In the end, if the seller wants the same margins as before, then they'll raise by exactly as much as the subsidy covered. Even if it's the higher amount and a bit over double the price, that's perhaps $10 for a pound of ground beef. That's practically half the price of cultured meat, and about the price of meat alternatives; meat alternatives being currently a high margin business as companies like Beyond Meat and Impossible Foods are trying to increase R&D and production to meet demand, so they could actually drop prices now, they just won't since they have nowhere near the supply.

Adding similar subsidies to meat culture products would simply narrow the gap, fundamentally they are more expensive and that's even with the "optimistic" estimates Humbird gave. Reminder that Future Meat is an impressive $18 per pound for chicken cultures, whereas actual chicken runs about $2 per pound.
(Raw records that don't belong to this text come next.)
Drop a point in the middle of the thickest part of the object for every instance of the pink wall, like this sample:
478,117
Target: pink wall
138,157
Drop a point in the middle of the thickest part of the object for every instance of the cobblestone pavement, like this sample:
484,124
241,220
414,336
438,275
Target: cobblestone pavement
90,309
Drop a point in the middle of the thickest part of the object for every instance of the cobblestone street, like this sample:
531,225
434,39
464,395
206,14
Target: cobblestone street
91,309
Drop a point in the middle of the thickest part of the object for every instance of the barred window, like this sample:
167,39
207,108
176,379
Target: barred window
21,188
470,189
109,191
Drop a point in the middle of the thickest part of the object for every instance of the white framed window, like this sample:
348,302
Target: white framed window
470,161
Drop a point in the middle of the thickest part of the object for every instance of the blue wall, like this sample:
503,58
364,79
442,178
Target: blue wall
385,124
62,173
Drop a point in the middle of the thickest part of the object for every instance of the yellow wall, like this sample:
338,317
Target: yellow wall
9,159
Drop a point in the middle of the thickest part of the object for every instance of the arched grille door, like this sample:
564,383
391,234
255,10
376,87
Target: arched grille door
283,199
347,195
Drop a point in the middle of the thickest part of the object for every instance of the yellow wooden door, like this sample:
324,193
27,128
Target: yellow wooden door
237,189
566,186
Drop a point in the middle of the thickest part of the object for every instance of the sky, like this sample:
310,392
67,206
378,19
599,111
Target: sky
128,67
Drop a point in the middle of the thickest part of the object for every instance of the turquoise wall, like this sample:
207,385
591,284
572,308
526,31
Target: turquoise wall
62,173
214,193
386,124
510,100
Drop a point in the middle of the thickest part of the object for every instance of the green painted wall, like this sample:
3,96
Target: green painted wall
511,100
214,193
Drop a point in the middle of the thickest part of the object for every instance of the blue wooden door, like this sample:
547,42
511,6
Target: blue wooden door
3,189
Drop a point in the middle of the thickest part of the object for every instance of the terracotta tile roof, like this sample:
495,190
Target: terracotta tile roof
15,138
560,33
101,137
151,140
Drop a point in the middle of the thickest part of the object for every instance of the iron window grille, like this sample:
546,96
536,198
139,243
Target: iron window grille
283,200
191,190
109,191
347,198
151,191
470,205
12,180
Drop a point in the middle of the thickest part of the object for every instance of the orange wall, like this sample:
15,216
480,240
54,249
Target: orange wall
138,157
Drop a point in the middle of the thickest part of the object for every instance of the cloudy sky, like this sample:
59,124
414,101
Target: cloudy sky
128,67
Meanwhile, meat alternatives around $9 per pound TODAY will improve by 2030 to be much more cost competitive than meat cultures seemingly will be able to, unless they can manage all these frankly miraculous breakthroughs and get as cheap as chicken (based on the $5.66 per kilo figure, or little over $2 per pound), which seems unlikely.

As I saw it put nicely elsewhere, removing the subsidy would result in a "more accurate, divorced-from-government cost of their inputs and externalities which affect the health of everyone, to include the consumer and the planet at large."